I was just wondering why don't you use the php predefined tokens.

http://www.php.net/manual/en/tokens.php

Other than that, great work.
Respect
I really don't understand what you are saying fits with this thread?

Why would one want to use PHPs tokens? I really don't see how that would improve the situation at all... please explain.
And he is not tokenizing PHP-code, he is tokenizing his "own" language.
I am not saying it will improve anything...
I said:
One thing I don't get here. What are you trying to achive with defining your own token types? What would be your final goal. Looking for syntax errors etc?
Hence, I don't understand the idea. 10x for "clearing out" this to me.

Posted: Tue Jul 05, 2005 10:51 am
by Chris Corbyn
Yes I'm actually defining my own token types (have defined pretty much although I keep finding reasons to define new ones too).

To be honest this is completely new ground to me so I wouldn't be surprised if I'm doing things wrong.

There's a good reason I'm NOT using the PHP ones.... this is my own "SmartExp" language and the tokens are for different things (regex based).

Why do I define them? Well, after Syranide kindly inclined me to do so there's big benefits.

1. Syntax error checking - with a good set of tokens and a well thought out syntax it's easy (er) to check for syntax errors before going ahead and processing all the data. I'm pretty much gonna be relying on good syntax checking to and not do any checking at all when processing it all (i.e. if no errors are found, it should process smoothly anyway).
2. Oragnisation - It's so much easier to work with when everything is broken down into smaller parts and you know what each part is there for.
3. Logical workflow - I can work through the sequence of token I have generated and just about (ok it's not quite this ideal ;)) know what to do at each point in the sequence simply based on the token type.
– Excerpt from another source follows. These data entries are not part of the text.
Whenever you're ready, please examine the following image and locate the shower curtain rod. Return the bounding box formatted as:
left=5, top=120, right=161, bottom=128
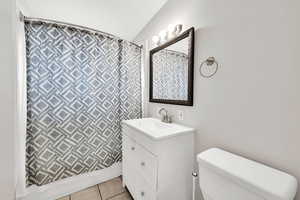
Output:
left=19, top=12, right=143, bottom=48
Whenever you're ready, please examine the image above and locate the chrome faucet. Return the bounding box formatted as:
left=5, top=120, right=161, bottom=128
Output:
left=158, top=108, right=172, bottom=123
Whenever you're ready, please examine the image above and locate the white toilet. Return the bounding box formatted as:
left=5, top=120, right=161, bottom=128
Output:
left=197, top=148, right=297, bottom=200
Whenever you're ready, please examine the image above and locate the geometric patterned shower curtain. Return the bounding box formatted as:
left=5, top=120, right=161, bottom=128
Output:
left=25, top=21, right=142, bottom=186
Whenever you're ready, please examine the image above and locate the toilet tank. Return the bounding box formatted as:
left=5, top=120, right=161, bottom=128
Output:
left=197, top=148, right=297, bottom=200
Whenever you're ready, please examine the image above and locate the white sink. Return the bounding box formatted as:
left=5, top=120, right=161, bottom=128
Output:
left=122, top=118, right=194, bottom=140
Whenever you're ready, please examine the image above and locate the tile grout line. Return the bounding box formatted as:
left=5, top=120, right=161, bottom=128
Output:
left=106, top=191, right=126, bottom=200
left=97, top=184, right=104, bottom=200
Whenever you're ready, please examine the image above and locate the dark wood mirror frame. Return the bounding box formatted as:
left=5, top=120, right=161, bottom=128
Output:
left=149, top=27, right=195, bottom=106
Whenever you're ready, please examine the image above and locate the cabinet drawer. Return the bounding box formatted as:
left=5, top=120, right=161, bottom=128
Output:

My token types are now defined as constants rather than strings however.

Do you know reasons why this is poor practise or inefficient? I'd like to hear your views if you know other ways of handling this.

Cheers,

d11

Posted: Wed Jul 06, 2005 2:38 am
by jmut
d11wtq wrote:Yes I'm actually defining my own token types (have defined pretty much although I keep finding reasons to define new ones too).

To be honest this is completely new ground to me so I wouldn't be surprised if I'm doing things wrong.

There's a good reason I'm NOT using the PHP ones.... this is my own "SmartExp" language and the tokens are for different things (regex based).

Why do I define them? Well, after Syranide kindly inclined me to do so there's big benefits.

1. Syntax error checking - with a good set of tokens and a well thought out syntax it's easy (er) to check for syntax errors before going ahead and processing all the data. I'm pretty much gonna be relying on good syntax checking to and not do any checking at all when processing it all (i.e. if no errors are found, it should process smoothly anyway).
2. Oragnisation - It's so much easier to work with when everything is broken down into smaller parts and you know what each part is there for.
3. Logical workflow - I can work through the sequence of token I have generated and just about (ok it's not quite this ideal ;)) know what to do at each point in the sequence simply based on the token type.

My token types are now defined as constants rather than strings however.

Do you know reasons why this is poor practise or inefficient? I'd like to hear your views if you know other ways of handling this.

Cheers,

d11
Apperantly I didn't get the idea at the begining...
Think what you're doing is great...I will have a closer look in the code so far and come with suggestions if any.